カンノ:人の感情を揺さぶるようなギターを弾くというのは、ストーリーが必要だってこと?
オノウエ:その人が何でこの時にこのギターを弾くのかという理由ってことだと思う。
カンノ:こういう曲展開で、こうアガってきたから、こういうギターを弾くことが大事、みたいな?
オノウエ:それもそうだし、バンドのストーリーと個人のストーリーが乗っかってくることかな?

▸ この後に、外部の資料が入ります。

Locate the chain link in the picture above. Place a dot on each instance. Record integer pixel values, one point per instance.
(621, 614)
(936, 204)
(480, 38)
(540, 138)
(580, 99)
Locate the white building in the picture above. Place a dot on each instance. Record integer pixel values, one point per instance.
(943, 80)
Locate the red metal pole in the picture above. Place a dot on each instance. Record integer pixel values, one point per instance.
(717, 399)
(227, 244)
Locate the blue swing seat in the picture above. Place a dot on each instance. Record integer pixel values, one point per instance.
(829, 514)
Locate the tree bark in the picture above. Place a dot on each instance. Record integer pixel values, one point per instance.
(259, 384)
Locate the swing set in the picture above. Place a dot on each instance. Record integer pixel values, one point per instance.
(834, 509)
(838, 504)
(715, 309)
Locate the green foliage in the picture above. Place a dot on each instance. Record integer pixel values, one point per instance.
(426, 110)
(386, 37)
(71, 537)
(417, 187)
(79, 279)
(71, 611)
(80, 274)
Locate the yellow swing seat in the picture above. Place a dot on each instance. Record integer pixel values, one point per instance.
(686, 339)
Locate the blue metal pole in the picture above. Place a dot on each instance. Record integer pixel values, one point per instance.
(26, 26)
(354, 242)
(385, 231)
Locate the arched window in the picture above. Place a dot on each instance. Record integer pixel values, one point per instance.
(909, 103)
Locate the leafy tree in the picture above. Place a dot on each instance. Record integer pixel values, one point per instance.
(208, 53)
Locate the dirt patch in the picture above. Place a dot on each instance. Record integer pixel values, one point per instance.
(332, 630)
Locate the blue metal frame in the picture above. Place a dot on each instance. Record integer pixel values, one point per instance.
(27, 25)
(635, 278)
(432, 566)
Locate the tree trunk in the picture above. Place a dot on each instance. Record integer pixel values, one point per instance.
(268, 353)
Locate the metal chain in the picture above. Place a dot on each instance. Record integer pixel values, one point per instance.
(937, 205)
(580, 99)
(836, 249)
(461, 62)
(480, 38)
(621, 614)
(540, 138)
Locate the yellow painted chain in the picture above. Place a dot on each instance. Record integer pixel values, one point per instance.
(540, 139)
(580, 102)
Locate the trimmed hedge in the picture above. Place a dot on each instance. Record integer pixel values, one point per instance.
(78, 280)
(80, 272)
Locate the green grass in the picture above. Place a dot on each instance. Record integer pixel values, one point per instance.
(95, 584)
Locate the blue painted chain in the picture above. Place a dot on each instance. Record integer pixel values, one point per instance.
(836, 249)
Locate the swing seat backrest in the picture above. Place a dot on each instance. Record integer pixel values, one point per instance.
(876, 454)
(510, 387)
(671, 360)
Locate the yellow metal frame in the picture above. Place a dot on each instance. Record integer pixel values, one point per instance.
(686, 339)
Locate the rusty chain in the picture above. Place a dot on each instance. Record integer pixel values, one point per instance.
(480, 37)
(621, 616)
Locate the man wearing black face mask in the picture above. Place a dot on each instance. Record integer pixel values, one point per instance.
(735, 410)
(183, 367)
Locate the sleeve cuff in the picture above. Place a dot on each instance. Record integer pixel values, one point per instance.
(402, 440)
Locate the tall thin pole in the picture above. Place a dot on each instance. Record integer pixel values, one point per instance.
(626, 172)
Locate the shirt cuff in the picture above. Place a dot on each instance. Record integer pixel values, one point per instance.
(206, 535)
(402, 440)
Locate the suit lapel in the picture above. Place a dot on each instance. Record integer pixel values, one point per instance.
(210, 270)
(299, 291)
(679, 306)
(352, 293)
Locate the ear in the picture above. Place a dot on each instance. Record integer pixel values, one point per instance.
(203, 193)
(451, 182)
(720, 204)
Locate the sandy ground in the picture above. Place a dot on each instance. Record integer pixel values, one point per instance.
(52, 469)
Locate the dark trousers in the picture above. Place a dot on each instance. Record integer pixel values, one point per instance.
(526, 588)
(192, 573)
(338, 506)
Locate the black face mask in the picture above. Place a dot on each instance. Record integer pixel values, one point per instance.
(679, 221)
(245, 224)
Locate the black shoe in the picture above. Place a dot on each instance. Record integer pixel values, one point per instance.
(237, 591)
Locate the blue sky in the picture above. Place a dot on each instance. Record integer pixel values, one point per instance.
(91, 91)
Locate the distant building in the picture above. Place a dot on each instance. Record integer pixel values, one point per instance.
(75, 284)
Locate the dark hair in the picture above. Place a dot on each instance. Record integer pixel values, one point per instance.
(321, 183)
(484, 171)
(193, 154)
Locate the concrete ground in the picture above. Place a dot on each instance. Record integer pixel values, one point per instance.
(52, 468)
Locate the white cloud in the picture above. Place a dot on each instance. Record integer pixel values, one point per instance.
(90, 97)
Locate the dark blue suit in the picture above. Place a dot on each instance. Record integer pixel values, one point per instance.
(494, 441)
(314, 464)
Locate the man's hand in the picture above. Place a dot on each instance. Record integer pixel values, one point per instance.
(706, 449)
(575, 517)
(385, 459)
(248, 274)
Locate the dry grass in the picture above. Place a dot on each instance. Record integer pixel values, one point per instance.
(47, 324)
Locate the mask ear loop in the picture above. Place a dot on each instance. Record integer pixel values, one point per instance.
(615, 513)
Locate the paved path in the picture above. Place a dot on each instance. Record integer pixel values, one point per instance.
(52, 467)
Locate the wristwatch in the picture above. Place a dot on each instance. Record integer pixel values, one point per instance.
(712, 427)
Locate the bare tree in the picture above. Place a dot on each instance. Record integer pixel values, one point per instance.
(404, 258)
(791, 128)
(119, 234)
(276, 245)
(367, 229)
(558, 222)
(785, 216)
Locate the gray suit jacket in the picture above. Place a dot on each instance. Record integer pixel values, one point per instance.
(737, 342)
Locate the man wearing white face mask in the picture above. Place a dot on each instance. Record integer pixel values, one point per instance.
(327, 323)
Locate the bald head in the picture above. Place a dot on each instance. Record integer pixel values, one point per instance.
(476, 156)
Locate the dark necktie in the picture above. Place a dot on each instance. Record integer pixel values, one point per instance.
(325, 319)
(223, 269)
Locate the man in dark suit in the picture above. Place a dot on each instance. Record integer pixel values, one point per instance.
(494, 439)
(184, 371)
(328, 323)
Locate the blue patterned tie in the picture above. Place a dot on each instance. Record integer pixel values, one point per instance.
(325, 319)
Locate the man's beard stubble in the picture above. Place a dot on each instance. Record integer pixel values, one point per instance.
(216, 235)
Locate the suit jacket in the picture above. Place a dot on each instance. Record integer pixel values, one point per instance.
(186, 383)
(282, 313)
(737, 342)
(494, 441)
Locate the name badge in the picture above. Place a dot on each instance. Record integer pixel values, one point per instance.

カンノ:そうじゃないという観点で参考にしているのがROLLYってことかな?
qurosawa:そう捉えている感じですかね。
カンノ:「ROLLYっていつ見てもROLLYだな」みたいな。
qurosawa:あぁ〜、そうですね。
YOU:ROLLYは文脈ないっすよ。グラムロックだけど、アホみたいなことしか歌ってないし。でもカッコいい。そして消費的であることに自覚があるギタリストだと思う。
カンノ:消費的であるギタリストね。なるほど。
qurosawa:かつ『さよなら絶望先生』に曲提供するみたいな作家的柔軟性もあって。
YOU:作家性の塊でもあるね。
カンノ:クロちゃん、作家願望もあるわけだもんね。
オノウエ:作家性や柔軟性って裏を返したら消費性だったりするよね。
カンノ:そうね、売れる曲を作るわけだからね。
オノウエ:聴く人に合わせてチューニングすることが出来る。
カンノ:「この時代、何が求められているのか?」が分かる人ね。
オノウエ:泣くギターを弾ける人ってチューニングは出来ないけど、付いて来てくれる人をどれぐらい作れるかだからね。
カンノ:ある種、スター性の方向ね。
オノウエ:カリスマとかね。
カンノ:変な話、クロちゃんは「俺はスターになれない、じゃあどうする?」だもんね。
qurosawa:所謂そういうスターになれないってことですね。恋もしてないし(笑)その劣等感はめっちゃあったんですよね。